Mais il n’est plus tout à fait le même?
En fait, depuis le début, le noyau du Soleil se modifie. D’abord sa composition chimique: la quantité d’hydrogène diminue, tandis que celle d’hélium augmente. Sa densité change également. Comme la quantité de lumière émise dépend beaucoup de la densité de ce milieu en fusion, le Soleil est aujourd’hui environ 30% plus brillant qu’au début de sa séquence principale.
Qu’arrivera-t-il ensuite?
Dans plus ou moins 4 milliards d’années, l’étoile aura brûlé tout son hydrogène. Puisque l’hélium nécessite une température plus élevée pour entrer en réaction nucléaire (quelque 300 millions de degrés), faute de carburant, les réactions diminueront progressivement, ce qui réduira la pression des gaz vers l’extérieur et augmentera donc l’effet gravitationnel. Résultat: en s’effondrant, le noyau se contractera de nouveau, ce qui en accroîtra la température jusqu’à «allumer» l’hélium à son tour.
Et que se passera-t-il quand l’hélium entrera en fusion?
Principalement deux choses. D’une part, le Soleil gonflera pour devenir une géante rouge qui englobera complètement son système planétaire.
À la longue, l’enveloppe de cette étoile en expansion finira par se détacher complètement de la partie centrale pour devenir une nébuleuse planétaire, un nuage de gaz flottant dans l’espace.
D’autre part, dans le cœur du Soleil, les atomes d’hélium vont se fusionner par trois pour se transformer en carbone, puis une partie du carbone et de l’hélium restant, en se combinant, va produire de l’oxygène. Tout cela, pendant quelques centaines de millions d’années.
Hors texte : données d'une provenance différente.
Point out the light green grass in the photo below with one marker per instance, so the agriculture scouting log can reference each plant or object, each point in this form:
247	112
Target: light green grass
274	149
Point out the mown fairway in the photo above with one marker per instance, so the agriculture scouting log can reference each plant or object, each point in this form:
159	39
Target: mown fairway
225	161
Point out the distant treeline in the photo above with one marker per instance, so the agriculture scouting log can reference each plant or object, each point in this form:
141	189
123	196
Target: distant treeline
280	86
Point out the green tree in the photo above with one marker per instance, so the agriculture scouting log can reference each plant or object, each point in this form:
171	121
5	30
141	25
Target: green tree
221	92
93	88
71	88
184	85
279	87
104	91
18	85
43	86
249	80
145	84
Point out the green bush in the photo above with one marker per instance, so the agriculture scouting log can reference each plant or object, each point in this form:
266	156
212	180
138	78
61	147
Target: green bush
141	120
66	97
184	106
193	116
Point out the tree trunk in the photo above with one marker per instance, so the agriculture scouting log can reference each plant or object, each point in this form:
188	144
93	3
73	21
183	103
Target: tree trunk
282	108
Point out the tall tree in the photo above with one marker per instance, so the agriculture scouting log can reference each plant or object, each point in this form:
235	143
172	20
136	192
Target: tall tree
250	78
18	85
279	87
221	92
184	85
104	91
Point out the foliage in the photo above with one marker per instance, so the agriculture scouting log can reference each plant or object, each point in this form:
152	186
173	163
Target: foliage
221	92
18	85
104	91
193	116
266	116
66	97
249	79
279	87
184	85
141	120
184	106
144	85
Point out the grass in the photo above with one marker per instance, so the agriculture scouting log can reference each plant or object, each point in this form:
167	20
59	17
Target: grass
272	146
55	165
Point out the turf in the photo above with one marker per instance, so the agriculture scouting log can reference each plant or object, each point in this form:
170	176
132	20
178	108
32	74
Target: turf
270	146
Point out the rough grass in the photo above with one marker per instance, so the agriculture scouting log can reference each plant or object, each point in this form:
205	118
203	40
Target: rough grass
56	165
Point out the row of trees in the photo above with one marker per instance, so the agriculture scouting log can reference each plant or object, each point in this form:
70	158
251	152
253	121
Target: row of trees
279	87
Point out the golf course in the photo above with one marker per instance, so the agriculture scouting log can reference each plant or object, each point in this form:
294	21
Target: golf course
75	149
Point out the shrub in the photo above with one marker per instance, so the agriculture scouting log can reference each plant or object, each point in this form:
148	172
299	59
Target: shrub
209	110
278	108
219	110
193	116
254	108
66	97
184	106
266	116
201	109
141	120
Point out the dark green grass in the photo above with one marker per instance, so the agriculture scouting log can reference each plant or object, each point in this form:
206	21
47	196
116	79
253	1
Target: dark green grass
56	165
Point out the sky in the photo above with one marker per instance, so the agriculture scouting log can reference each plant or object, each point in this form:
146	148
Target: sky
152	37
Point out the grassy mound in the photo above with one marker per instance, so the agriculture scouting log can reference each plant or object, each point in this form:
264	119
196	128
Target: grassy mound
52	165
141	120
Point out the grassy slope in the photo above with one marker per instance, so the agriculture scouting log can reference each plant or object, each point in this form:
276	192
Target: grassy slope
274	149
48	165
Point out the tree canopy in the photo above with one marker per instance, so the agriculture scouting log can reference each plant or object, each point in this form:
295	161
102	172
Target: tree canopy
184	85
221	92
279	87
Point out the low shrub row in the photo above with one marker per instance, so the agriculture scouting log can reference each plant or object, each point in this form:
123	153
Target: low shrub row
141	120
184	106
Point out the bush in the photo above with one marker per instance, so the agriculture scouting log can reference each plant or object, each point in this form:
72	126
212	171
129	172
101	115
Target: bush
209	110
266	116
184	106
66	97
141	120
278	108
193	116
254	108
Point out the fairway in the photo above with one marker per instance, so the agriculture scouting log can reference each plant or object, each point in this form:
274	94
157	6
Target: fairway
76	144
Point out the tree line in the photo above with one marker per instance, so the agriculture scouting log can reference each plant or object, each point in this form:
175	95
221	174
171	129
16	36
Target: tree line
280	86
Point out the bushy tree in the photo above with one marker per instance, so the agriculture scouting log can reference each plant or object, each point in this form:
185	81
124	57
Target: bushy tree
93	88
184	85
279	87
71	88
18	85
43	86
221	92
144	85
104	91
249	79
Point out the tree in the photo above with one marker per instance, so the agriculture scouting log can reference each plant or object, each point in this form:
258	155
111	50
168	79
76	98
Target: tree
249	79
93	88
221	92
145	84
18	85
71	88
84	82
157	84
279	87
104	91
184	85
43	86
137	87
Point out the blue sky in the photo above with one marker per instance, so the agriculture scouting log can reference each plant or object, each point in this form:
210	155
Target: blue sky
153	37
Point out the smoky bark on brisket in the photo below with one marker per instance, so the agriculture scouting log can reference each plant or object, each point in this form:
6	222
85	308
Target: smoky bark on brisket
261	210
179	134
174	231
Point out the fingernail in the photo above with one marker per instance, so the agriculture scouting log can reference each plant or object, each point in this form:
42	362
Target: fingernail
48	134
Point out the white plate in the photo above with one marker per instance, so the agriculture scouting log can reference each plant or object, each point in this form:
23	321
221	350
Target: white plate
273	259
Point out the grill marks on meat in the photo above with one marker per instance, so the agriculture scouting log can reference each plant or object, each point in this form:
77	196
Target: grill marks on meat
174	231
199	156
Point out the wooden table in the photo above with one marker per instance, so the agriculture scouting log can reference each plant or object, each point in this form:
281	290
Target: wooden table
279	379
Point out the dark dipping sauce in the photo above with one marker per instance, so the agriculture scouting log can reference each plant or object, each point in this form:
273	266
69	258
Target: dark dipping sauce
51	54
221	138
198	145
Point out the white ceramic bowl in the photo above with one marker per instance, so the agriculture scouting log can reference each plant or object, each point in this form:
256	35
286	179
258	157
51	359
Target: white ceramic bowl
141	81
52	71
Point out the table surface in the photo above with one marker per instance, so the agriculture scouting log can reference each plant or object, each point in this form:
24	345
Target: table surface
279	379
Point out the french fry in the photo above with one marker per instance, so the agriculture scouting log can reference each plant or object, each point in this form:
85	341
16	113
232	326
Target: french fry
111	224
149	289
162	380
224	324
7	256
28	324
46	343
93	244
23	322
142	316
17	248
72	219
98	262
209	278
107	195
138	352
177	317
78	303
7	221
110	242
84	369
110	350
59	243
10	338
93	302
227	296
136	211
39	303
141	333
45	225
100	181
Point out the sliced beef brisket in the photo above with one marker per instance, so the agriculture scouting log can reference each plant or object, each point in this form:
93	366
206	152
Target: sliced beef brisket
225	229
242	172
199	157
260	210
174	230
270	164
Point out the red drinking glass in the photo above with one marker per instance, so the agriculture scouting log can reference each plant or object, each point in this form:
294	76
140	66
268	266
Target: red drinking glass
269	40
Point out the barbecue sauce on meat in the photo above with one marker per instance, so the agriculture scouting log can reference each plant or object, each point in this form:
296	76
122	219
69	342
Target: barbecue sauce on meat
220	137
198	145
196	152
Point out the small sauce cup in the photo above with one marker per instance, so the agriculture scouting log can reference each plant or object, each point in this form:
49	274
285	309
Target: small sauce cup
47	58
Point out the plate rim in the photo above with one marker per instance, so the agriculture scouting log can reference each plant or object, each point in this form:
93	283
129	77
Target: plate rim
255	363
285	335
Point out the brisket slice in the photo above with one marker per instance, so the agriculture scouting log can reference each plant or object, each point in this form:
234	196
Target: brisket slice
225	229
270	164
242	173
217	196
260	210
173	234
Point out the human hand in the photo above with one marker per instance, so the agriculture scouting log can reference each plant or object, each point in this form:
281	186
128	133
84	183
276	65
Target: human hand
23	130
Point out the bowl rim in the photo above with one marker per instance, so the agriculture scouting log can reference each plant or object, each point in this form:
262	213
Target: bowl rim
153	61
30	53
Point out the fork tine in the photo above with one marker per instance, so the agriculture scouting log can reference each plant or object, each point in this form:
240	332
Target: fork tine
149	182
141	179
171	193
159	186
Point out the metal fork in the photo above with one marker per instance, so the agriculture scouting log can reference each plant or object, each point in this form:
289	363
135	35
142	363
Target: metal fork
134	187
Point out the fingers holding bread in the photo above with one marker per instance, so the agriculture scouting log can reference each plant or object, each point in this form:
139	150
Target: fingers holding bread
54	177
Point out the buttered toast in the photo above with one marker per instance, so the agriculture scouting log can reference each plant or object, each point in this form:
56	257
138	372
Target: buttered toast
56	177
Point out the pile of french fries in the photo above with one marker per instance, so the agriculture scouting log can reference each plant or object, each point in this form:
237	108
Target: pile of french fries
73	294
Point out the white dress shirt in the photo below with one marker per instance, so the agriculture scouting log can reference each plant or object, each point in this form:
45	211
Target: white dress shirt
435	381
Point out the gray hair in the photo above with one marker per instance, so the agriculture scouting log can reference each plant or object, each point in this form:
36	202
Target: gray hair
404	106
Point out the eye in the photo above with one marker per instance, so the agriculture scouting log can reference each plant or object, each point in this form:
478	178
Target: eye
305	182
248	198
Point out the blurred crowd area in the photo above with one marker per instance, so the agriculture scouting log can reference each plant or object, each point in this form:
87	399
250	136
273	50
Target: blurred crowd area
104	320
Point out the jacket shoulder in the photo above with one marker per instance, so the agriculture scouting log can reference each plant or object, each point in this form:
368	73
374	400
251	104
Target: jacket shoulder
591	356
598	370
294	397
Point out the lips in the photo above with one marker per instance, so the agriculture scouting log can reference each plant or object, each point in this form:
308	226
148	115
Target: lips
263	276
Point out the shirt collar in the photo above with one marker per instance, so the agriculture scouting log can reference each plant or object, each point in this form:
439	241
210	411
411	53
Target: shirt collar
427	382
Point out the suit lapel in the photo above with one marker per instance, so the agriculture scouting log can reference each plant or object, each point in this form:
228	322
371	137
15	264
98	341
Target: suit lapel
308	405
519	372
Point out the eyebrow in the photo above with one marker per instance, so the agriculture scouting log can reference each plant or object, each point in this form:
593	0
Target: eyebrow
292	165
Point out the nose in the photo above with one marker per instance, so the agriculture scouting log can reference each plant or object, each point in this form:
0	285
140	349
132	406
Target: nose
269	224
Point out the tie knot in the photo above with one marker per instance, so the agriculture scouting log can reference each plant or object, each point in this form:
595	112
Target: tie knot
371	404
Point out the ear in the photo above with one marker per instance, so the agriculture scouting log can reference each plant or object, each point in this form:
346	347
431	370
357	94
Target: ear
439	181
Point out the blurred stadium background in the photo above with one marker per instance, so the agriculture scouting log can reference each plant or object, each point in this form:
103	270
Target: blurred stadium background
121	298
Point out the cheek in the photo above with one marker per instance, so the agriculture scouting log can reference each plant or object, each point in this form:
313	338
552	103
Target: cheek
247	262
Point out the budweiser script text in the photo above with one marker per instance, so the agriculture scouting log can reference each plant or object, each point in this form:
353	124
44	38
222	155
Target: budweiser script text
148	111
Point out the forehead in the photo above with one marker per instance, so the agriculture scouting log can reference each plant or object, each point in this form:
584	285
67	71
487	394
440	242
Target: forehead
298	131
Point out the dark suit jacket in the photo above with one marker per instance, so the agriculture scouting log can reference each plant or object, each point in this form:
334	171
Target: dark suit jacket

Dans une étoile massive, la gravité continuerait de contracter le noyau, ce qui provoquerait une nouvelle augmentation de température et générerait d’autres cycles de réactions nucléaires produisant des éléments de plus en plus lourds, jusqu’au fer et autres métaux. Mais la masse du Soleil n’est pas suffisante pour faire cela. Le carbone et l’oxygène vont donc se cristalliser, et le cœur de l’étoile deviendra une naine blanche, avec peut-être 50% de la masse actuelle du Soleil, et demeurera naine blanche pratiquement ad vitam æternam.
Revenons au XXIe siècle. Que sont ces vents solaires qui viennent parfois perturber les réseaux électriques terrestres?
Périodiquement, de formidables explosions à la surface du Soleil éjectent des quantités massives de plasma (gaz et particules d’hydrogène et d’hélium) qui, en s’échappant de l’attraction solaire à 1000 km/seconde, se disséminent dans le système planétaire. Émis à partir des taches sombres qui se forment sur le Soleil –moins chaudes mais plus actives magnétiquement–, ces flots de plasma sont normalement bloqués par le champ magnétique de la Terre. Mais ils réussissent parfois à pénétrer dans la haute atmosphère par les pôles et, en ionisant les molécules d’oxygène et d’azote qui s’y trouvent, donnent naissance à de magnifiques aurores boréales (ou australes, dans l’hémisphère sud).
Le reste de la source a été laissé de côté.